FIRPTA (Foreign Investment in Real Property Tax Act) is a federal law that applies to the sale of real estate in the United States by foreign investors. Its goal is to tax the income of non-residents who sell real estate in the United States.

In Georgia, FIRPTA works in a similar way to the rest of the country. When a foreign investor sells real estate in the state of Georgia, the buyer must retain 15% of the purchase price of the real estate. This withholding is a kind of security against taxes that the Internal Revenue Service (IRS) could later impose on the sale.

The buyer must report the transaction using Form 8288, which is submitted directly to the IRS. Additionally, the seller must file Form 8288-B within 20 days from the date of ownership transfer. The seller must also pay any taxes owed to the IRS. If the tax is less than 15% of the sale price, the IRS will issue a refund to the seller.

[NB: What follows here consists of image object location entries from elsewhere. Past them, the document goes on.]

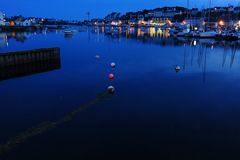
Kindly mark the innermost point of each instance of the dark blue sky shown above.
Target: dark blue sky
(76, 9)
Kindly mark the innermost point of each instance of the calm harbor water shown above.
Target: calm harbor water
(155, 113)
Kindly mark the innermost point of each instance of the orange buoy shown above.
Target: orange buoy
(111, 89)
(111, 76)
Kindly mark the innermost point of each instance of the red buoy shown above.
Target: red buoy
(111, 76)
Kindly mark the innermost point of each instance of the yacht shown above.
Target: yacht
(208, 34)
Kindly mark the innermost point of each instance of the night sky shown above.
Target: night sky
(76, 9)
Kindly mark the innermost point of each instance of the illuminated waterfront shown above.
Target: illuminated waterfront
(155, 112)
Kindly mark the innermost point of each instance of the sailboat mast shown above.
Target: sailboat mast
(209, 14)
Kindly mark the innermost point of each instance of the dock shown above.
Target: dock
(23, 63)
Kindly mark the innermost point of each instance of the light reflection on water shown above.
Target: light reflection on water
(187, 114)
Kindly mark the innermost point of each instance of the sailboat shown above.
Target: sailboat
(210, 33)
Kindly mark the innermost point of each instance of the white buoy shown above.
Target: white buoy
(111, 89)
(177, 68)
(113, 65)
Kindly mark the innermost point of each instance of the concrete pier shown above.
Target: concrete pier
(18, 64)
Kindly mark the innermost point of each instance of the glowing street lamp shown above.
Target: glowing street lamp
(221, 23)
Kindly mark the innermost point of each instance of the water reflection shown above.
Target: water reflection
(48, 125)
(3, 40)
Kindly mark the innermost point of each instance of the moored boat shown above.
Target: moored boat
(208, 34)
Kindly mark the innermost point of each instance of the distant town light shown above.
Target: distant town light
(221, 23)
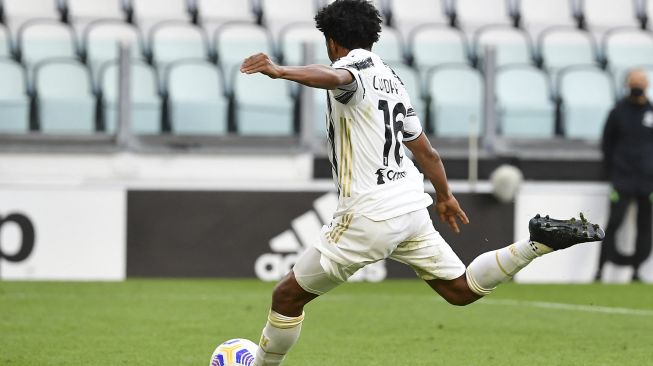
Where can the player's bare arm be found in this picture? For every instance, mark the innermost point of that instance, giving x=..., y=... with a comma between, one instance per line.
x=429, y=160
x=316, y=76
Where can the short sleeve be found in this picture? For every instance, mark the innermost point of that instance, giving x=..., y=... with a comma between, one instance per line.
x=353, y=93
x=412, y=125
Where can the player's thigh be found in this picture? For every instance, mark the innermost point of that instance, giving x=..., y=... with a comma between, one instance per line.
x=427, y=253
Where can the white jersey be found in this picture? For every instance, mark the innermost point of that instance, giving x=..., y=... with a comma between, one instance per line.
x=367, y=122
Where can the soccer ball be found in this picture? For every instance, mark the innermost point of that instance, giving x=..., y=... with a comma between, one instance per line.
x=234, y=352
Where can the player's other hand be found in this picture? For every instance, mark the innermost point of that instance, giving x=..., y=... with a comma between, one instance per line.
x=260, y=62
x=450, y=212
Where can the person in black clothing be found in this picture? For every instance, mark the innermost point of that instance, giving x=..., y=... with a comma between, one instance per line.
x=628, y=158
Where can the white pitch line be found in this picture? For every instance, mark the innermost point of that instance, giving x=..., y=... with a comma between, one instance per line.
x=571, y=307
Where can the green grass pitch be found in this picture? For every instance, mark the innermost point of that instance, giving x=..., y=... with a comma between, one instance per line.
x=180, y=322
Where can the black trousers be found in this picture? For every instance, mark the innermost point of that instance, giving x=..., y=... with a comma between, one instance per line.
x=643, y=239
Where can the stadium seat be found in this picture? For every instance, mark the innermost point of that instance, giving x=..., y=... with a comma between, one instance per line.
x=513, y=46
x=278, y=14
x=17, y=12
x=235, y=42
x=454, y=109
x=174, y=41
x=291, y=40
x=473, y=14
x=436, y=45
x=212, y=13
x=5, y=42
x=587, y=95
x=196, y=99
x=408, y=14
x=524, y=104
x=64, y=97
x=83, y=12
x=148, y=13
x=263, y=105
x=389, y=47
x=601, y=15
x=627, y=48
x=563, y=46
x=14, y=102
x=40, y=40
x=537, y=15
x=102, y=38
x=145, y=100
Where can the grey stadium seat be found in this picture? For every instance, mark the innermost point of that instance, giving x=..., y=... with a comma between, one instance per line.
x=175, y=41
x=474, y=14
x=513, y=46
x=81, y=13
x=40, y=40
x=66, y=103
x=409, y=14
x=102, y=38
x=456, y=94
x=263, y=105
x=14, y=102
x=17, y=12
x=437, y=45
x=538, y=15
x=562, y=47
x=196, y=101
x=145, y=100
x=524, y=107
x=587, y=95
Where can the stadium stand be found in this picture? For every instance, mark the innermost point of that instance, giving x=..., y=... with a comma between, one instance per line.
x=258, y=114
x=146, y=103
x=173, y=40
x=436, y=45
x=406, y=15
x=454, y=109
x=559, y=47
x=290, y=42
x=17, y=12
x=513, y=46
x=14, y=101
x=236, y=41
x=196, y=99
x=148, y=13
x=602, y=15
x=40, y=40
x=524, y=102
x=211, y=14
x=627, y=48
x=586, y=95
x=81, y=13
x=536, y=15
x=101, y=39
x=473, y=14
x=5, y=42
x=64, y=96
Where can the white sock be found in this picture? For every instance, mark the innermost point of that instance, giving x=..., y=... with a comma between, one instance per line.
x=279, y=335
x=492, y=268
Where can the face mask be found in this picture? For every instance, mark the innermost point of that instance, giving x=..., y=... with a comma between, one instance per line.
x=636, y=92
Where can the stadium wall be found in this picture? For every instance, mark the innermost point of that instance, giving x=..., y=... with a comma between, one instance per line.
x=109, y=217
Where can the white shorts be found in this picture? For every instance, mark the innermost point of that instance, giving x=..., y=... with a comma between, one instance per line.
x=350, y=242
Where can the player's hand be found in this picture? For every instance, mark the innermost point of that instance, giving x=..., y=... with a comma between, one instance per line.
x=260, y=62
x=449, y=211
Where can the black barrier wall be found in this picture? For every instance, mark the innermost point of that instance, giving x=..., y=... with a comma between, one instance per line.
x=250, y=234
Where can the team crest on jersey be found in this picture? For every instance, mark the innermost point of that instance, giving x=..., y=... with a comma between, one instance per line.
x=391, y=175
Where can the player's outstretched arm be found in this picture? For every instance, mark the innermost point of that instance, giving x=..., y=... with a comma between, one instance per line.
x=316, y=76
x=429, y=160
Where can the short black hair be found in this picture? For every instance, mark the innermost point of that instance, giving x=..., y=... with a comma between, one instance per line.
x=350, y=23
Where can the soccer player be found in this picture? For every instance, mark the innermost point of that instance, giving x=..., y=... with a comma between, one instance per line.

It is important to note that even if the seller is not a foreign citizen, they must provide a statement of residency or citizenship. If this information is not provided, the buyer is required to withhold 15% of the sale price.

In summary, FIRPTA in Georgia requires buyers to retain 15% of the sales price of real estate sold by foreign investors. The primary purpose of this law is to ensure that proper taxes are paid on the sale of real estate in the United States by foreign investors.